The Kitchen Scholar explores the world of food and cooking beyond the levels of nourishment and sensory pleasure by intersecting with different stories that range from personal narratives to third-party perspectives in different academic fields and by promoting the legacy of culinary traditions and cookbook authors.

December 2020: SWISS SOUP THERAPY

December 2020: SWISS SOUP THERAPY

December 2020 Cover.png

“Without soup, the Swiss could not exist.”

— Nika Hazelton, The Swiss Cookbook, 1967

Frankly, I find baking cookies, cupcakes, and breads quite a cliché for a December theme with the season of Christmas and other pending holidays kicking into high gear. Plus, The Kitchen Scholar having a carbohydrate-rich theme does not make any sweet sense at the expense of the entire world grappling with the global pandemic (Sidebar: Happy Anniversary to the dreaded virus outbreak in Wuhan, China!) and large gatherings and party festivities getting cancelled to contain the spread. Instead, I am of the opinion that the holiday spirit can still thrive, albeit with simple and splendid soups that soothe the soul and provide warmth against the harshness of winter and mildly cold weather. 

Narrowing the focus in the December feature is not really difficult because the soups from the Helvetic Confederation fit the description I am looking for. Soups capture the cultural core of Swiss lives and cantonal traditions, and why wouldn’t they be? Soups need water as a medium, and water is the chief natural resource of Switzerland. Even the Swiss federal government has placed water quality under the strictest regulatory standards to the extent that their tap water tastes naturally and incomparably pristine like it was harnessed fresh from glacier-replenished springs and groundwater. If a nation has the best drinking water in the world, then the most sensitive of taste buds can only marvel at how the purity of the aqueous body can emphasize the other ingredients that go into the soup!
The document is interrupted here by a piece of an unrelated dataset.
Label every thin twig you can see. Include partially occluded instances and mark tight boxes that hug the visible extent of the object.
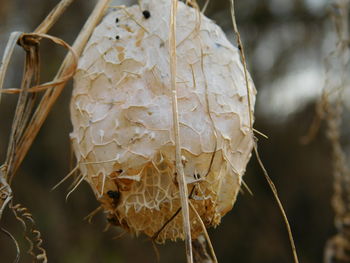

By tradition, a Swiss soup, which contains vegetables and meat or freshwater fish, is a complete and balanced meal in itself because it was originally meant to satiate hunger rather than to stimulate appetite. For the sake of clarification, appeasing hungry urges does not necessarily translate to the Swiss shrugging off the diminishing returns from the same kind of soup at each table sitting for the rest of their lives. They actually do mind, after all, their country has all those wild mountain herbs at its disposal. Hence, the Swiss have no reason to stick with one alpine flavor profile in their soups when they can relish in the different combinations that bring them closer to nature.

Tourists nowadays may no longer find soups being the heart of Helvetic cooking due to the incessant in-your-face promotion of cheese fondue, as I had personally discovered in the dining establishments of Lucerne, Montreux, Zermatt, St. Moritz, and Grindelwald last August 2019. However, the spirit remains, just not in our literal understanding or mental pictures, because Swiss soups commercially manifest as compactly packaged broth cubes or thickly reduced bouillon concentrates.

Broth cubes, instant soup mixes and bouillon concentrates are often underlooked Swiss inventions but their conception by Julius Maggi single-handedly altered the landscape of food technology at the onset of the Industrial Revolution. A flour miller from the Thurgovian capital of Frauenfeld by trade, Maggi traced the growing malnutrition to married factory women lacking the time to cook vitamin-fortified soups for their families, leading him to formulate the cube based on flour and seasonings. In 1886, he perfected the dehydration process that enabled him to produce instant soup mixes. Within the same year, Maggi successfully extracted and blended the aromatic essences from different grains to create the all-purpose bouillon concentrate that rivalled glace de viande in flavor enhancement. All of these actualized ideas stemmed from the Swiss soups as foundational inspirations.

Perhaps the greatest misfortune of my travel to Switzerland last year was the wasted opportunity of sampling its rustic soups. I only recalled having a fancy pea soup (the cover photo) for my cousin’s birthday luncheon at the restaurant, Safran, in Montreux and a plain barley soup for dinner on my first night in Zermatt. While I could never replicate Swiss authenticity with the local water in my country and the lack of access to alpine herbs, they are not alibis that should hinder me or anybody outside of Switzerland from trying them out in the home kitchen. Swiss soups are gastronomic symbols of practicality towards time, trouble, and economy and we can all learn from that as a holiday therapy in the time of a pandemic.